I’d generally rather play a twerp I diced up than an ubermensch I had to buy with points.
—Jeff’s Gameblog: Fantasy in Drag
When I stopped playing AD&D, I started playing GURPS. How great it seemed to be able to build exactly the character I wanted. Yet, the biggest concern in my group was ensuring your character wouldn’t “step on the toes” of another PC. In essence, we spent a lot of time building exactly the sort of niches that AD&D classes handed us preformed.
Oh, that is an oversimplification. There was more to building our GURPS characters than reinventing the AD&D wheels. Yet, after I had a few GURPS PCs, there tended to be a lot of similarities between them.
When I first started playing Wizard’s D&D “third edition”, I loved the fact that rather than limitations or restrictions, it usually gave trade-offs instead. In practice, though, it often amounted to the same thing. Having a choice between two very unequal choices isn’t really much of a choice. Despite the many more choices (versus AD&D), I don’t know that the number of suboptimal choices that I found enjoyable was much greater.
With all the prerequisites and such... Well, there are a few specific Fighter builds that the rules encourage. The archer, the power fighter, the finesse fighter, the mounted fighter. Sometimes I think they should’ve just included more classes rather than make us sift through the specifics of the rules and discover them.
And the designers tried very hard to balance these different builds against one another so that—at least in some sense—it didn’t matter which build you chose. In fact, the options often seem so well balanced to me that I’ll end up using dice to make choices when building 3e PCs.
(I’m intentionally not even touching on what supplements add to the equation, because I’m usually don’t use supplements.)

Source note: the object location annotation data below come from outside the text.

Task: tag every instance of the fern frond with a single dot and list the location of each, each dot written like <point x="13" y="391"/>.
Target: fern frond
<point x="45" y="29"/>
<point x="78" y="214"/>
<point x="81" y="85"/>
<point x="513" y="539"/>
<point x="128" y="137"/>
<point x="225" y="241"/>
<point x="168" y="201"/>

Ironically, so often when creating a character in a system that seems to promise building whatever character I want, I instead feel like the system is keeping me from building the character I want.
Now, this isn’t meant as a criticism of GURPS or 3e. I enjoy both games, and they have good points that aren’t salient to what I’m trying to get at here.
And what I’m trying to get at is... Why did I enjoy all my AD&D Fighters so much—and felt no two were the same—despite the fact they were all mechanically identical?
I think it is because the things that make a character interesting to me are not mechanical. Adding mechanics for building characters can please the rule mechanic in me, but that is fleeting. In the long run, no mechanic is going to really make much of a difference in how I feel about the character or how much I enjoy playing it.
2 comments:
Wow! This really hit home.
Personally, I've always thought of GURPS as the Greatest RPG I've never played (because after all of the work that went into making a character there was no way I wanted to risk them getting wiped out on the first adventure).
Your observations on D&D Characters being mechanically the same and yet so different is dead on! Honestly, OD&D's 3 Archetypes (Fighting Man, Magic User and Cleric) can be used to create any of the other Classes. Simply by Roleplaying (as opposed to using dice to determine outcomes) any class can perform a Thief's abilities, a Ranger is simply a Fighting Man that does "Ranger Stuff" through Roleplaying and not Rolling against some table, a Druid is either a Cleric who calls upon some kind of Natural Deity or a Magic User who knows how to conjure up "Natural" kinds of spells. Etc.
Basically, all one needs are those 3 Archetypes and you can create just about any type of character class through roleplaying without having to create a separate class in and of itself.
Thanks. It’s always good to know when my rambling makes sense to someone else.
I do think GURPS is a great game. You should definitely give it a try if you ever get the chance.
Personally, I don’t so much say the classes let me create almost any character. Just that there’s an awful lot of characters to be explored within those classes. But, yeah, I’m all for taking a very broad view of classes.
In fact, even in AD&D or 3e, I don’t think I’ve ever played a Paladin, because I’ll just play a LG Fighter or a Cleric instead. Likewise, I’m more likely to play a Fighter, Thief, or Fighter/Thief instead of a Ranger.
Although, I sometimes like to play Druids as wizards.